Dr. Bob McBroom said most Ebola outbreaks in the past have numbered 500 patients or less. This one, mostly in West Africa, has resulted in close to 10,000 cases worldwide, including the first transmission case in the United States.
“I think it may be an increase in population, or it may be a change in the virulence of the virus,” he said. “It’s hard to say. But certainly with what’s going on now in Africa is a lot different from what type of experience health care workers have experienced in the past there.”
More | Full coverage of Ebola outbreak
Centers for Disease Control and Prevention Director Tom Frieden admitted Tuesday afternoon the agency could have done things differently after Thomas Eric Duncan had been diagnosed, including sending a special response team to Dallas. It could have prevented Texas Presbyterian Hospital nurse Nina Pham from contracting the potentially deadly virus.

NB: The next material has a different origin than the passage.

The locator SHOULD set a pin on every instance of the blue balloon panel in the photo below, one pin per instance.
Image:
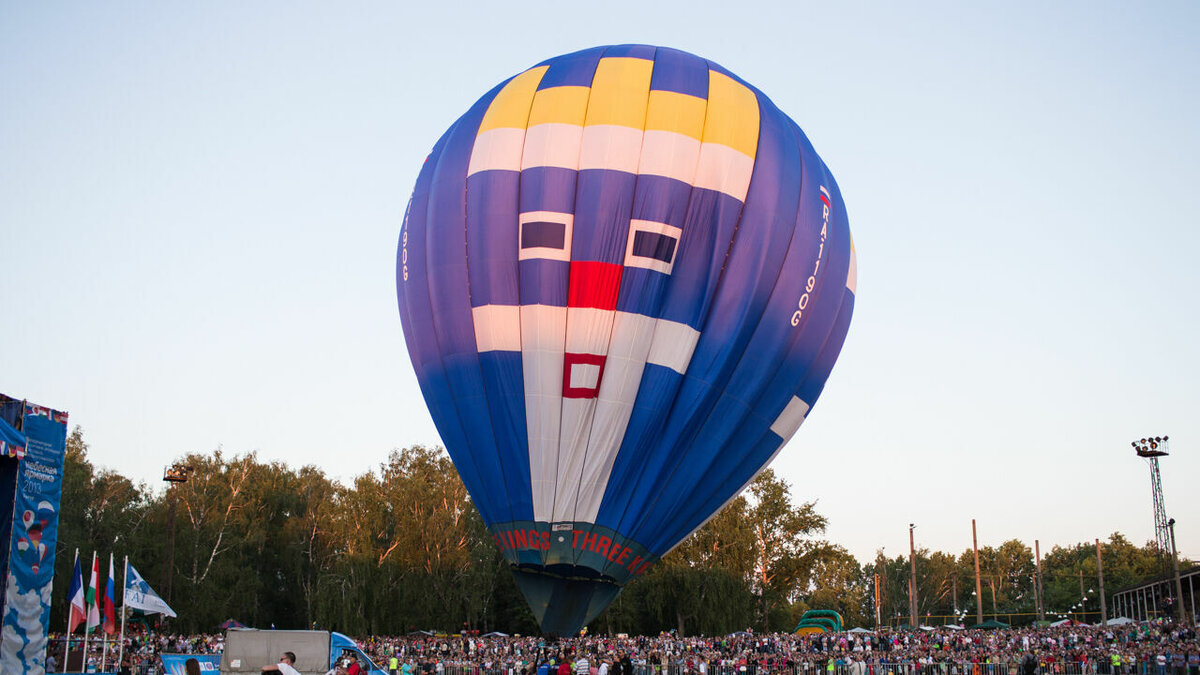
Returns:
(624, 276)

The CDC announced Tuesday a team of infectious-disease experts would go to the Dallas hospital and help with containment and treatment efforts.

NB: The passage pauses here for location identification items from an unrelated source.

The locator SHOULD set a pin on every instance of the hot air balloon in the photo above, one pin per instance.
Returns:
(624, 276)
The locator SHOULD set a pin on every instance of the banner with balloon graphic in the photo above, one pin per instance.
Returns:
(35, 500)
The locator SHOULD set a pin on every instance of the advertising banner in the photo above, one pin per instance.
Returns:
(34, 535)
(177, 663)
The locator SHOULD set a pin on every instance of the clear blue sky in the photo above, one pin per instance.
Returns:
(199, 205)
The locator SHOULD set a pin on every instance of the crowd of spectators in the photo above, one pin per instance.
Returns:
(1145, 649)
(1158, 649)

“I wish we had put a team like this on the ground the day the patient — the first patient — was diagnosed,” Frieden said.
It took a while for the CDC to admit transmission of Ebola could be airborne. McBroom told the Times Record News on Oct. 1 that transmission methods included blood — the most likely method — bodily fluids and through coughs or sneezes.
He said Tuesday the disease is “definitely” airborne.
But he said that transmission of Ebola through sneezes and coughs is a major mode among “nonhuman primates” and that there are cases to suggest it’s not airborne among humans.
“I think the problem that I’ve always had with the CDC was that when they get fixated on a subject, ‘never’ becomes absolute,” he said. “I never trust people who say ‘never’ in absolute terms.”
The World Health Organization ratcheted up the outbreak chatter Tuesday by claiming that if Ebola is not contained within the next two months, there could be 10,000 new cases of the disease each week. McBroom said he believes that’s a worst-case scenario based on lack of containment.
The infectious disease physician said the WHO would play a significant role in containment efforts, much like the success they had in containing severe acute respiratory syndrome during its outbreak in 2002-04 and the Middle East respiratory syndrome coronavirus in 2012.
McBroom said that if WHO is able to get a containment plan in place, it might be better to follow their recommendation than the CDC’s.
“The CDC is just a governmental agency of the United States,” he said. “So far, governmental agencies haven’t been very quick to pick up on things that they need to be doing to contain this. The World Health Organization, on the other hand, might be a little more aggressive.”
McBroom said he is available to meet with health care-related businesses in the area to conduct group training on Ebola. He traveled to Electra on Tuesday evening to meet with their emergency medical service personnel.